The National Company Law Tribunal (NCLT) in Mumbai approved Reliance Infratel Ltd’s (RITL) acquisition by Reliance Project and Property Management Services Ltd (RP&PMSL), an arm of Reliance Jio that looks into the telco’s tower and fibre business, bringing the bankruptcy resolution of the AnilAmbani company to a close after two years.
Jio, which is rolling out 5G networks starting with the metros and bigger cities and needs all the towers and fibre assets for the purpose, is to deposit Rs 3,720 crore in a State Bank of India (SBI) escrow account to complete the acquisition of bankrupt Reliance Communications’ tower and fibre assets, people familiar with the matter said.
RITL has fibre assets of around 178,000 route km and 43,540 mobile towers across the country.
The order hasn’t been uploaded yet.
Earlier this month, Jio had moved the NCLT to speed up the acquisition of Reliance Infratel. The matter had been stuck since there was no consensus on how the funds raised from the acquisition will be distributed among the creditors, which include the likes of SBI, Emirates Bank and Doha Bank.
Jio had urged NCLT-Mumbai to issue directions to RTIL’s financial creditors to provide the necessary ‘no dues certificate’ to it to speed up the much-delayed bankruptcy resolution process. Its contention was that it wants a clear possession of the Reliance Infratel assets at the earliest.
RP&PMSL was the resolution applicant in the Reliance Infratel bankruptcy resolution process. It had in November 2019 presented a resolution plan involving a payment of Rs 3, 720 crore to acquire the tower and fibre assets of the bankrupt RCom company. The panel of creditors had approved the plan on March 4, 2020.
In its latest petition, RP&PMSL had also said that on payment of the resolution sum, it should be discharged from its obligations, and all that would remain would be the inter-se distribution among RTIL’s creditors, subject to the outcome of the legal proceedings in the Supreme Court.
With the latest order, RP&PMSL now has the green signal to take over the assets of Reliance Infratel.
While this step of the corporate insolvency proceedings around RCom may have been resolved, other aspects continue to be in limbo.

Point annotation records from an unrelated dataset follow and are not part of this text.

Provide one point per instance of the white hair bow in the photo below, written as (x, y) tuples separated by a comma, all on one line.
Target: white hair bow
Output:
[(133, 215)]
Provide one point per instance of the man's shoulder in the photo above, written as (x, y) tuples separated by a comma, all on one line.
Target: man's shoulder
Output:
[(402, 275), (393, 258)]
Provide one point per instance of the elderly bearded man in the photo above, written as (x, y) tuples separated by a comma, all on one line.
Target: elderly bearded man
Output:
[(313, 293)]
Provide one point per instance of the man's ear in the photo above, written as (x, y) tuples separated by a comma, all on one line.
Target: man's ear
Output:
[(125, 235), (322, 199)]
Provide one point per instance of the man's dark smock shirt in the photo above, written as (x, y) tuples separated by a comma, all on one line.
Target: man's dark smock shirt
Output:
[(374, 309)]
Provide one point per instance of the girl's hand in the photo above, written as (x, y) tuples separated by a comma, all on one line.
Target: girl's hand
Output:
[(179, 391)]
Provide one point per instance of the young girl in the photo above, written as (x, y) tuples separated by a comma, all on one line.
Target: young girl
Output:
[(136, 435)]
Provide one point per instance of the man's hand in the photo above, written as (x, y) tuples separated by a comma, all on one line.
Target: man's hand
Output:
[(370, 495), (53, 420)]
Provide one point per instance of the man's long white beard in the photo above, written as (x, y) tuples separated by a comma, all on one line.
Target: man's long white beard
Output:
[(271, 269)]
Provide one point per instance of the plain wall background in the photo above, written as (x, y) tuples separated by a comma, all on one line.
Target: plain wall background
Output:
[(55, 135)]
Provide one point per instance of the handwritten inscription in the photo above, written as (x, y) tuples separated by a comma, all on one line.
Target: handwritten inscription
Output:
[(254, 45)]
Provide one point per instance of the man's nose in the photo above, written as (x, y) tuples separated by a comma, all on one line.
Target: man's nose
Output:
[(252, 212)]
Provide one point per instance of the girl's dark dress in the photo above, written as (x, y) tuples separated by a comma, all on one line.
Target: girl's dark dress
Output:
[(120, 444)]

One of the key assets in the process is the spectrum owned by the insolvent telco. However, the company is embroiled in a battle regarding this as the Department of Telecommunications has argued that since spectrum is a national resource, it cannot be sold as part of the insolvency proceedings.
Additionally, the company’s telecom licence expired last year, which means it does not have the right to use the spectrum it owns. Once the company loses the right to spectrum, the asset (spectrum) has little to no value, analysts observed.
The Indian banks, vendors and other creditors have made claims of around Rs86,000 crore on RCom under the insolvency proceedings.
Earlier this month, RComunit Globalcom IDC Ltd (GIDC) was sold to a third party by Axis Trustee Services Ltd for non-repayment of loans.